Als Einsteiger- oder als Immer-dabei-hab-Universalrute ist die Balzer Diabolo nach wie vor eine sehr gute Rute.

An den TE:

Getestet und für gut befunden als universell einsetzbare Spinnrute, habe ich diese hier. Es wird zwar in der Beschreibung etwas von "Gummifisch-Rute" gefaselt, aber sie hat einen eher universellen Charakter. Ich nehme sie sehr gerne zum Blinker-, Spinner- und klassischen Wobbler-Angeln. Es lassen sich auch ab und an GuFis mit ihr sehr brauchbar fischen - nicht so sehr zum Zanderangeln, wo es auf die exakte Rückmeldung durch den Blank ankommt, sondern zum Hechtangeln, wo es auch öfters ausreicht, den GuFi einfach durchzukurbeln. Hier das Gegenstück in 2,4m. (evtl. mit weniger WG)
Bei dem super Preis hast Du nebenbei noch Kohle für Kunstköder oder mehr Kohle für die Rolle übrig.

Als Rollengröße würde ich Dir eine 2500-er oder 3000-er Größe empfehlen.
Wo wir schon dabei sind - Rollenempfehlung.
Wie ich finde, "die Rolle" mit dem besten P/L-Verhältnis (neben der Ryobi-Applause) im mittleren Preissegment. Super Schnurverlegung, super Bremse und verwindungsfreie Vollmetallrolle.

Mit Rute und Rolle kommst so im "ungünstigsten Fall" auf ca. 125,- EUR. Für den Kurs erhältst hier nicht irgend nen Low-Budget-Krempel, sondern Angelgerät, mit dem man über viele Jahre hinweg "richtig" angeln kann und Spaß an der Sache hat.

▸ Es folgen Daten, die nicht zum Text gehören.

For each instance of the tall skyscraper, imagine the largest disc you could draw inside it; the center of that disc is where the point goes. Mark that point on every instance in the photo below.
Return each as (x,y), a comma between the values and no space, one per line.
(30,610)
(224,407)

Zwar jetzt kein Balzer oder Sportex, aber wie ich finde, richtig gutes Gerät für einen vernünftigen Kurs.


----------



## Kroyle (12. November 2012)

*AW: Balzer IM-12 oder Sportex Black Pearl ?*

Oha, erstmal vielen lieben Dank an euch das Ihr so schnell helft!!! #6 
Da waren viele Gute Sachen bei - werde mir ein Paar im Laden anschauen. Und das Ihr jetzt KEINE Balzer oder Sportex anbietet ist vollkommen okay, bin da nicht gebunden. Von der Rolle Black Arc von Spro habe ich auch schon viel gutes gehört.

Falls nocheiner Anregungen und Tipps einstreuen kann wäre ich dankbar. GGF. natürlich auch zu einer der Ruten oben aber auch zu anderen.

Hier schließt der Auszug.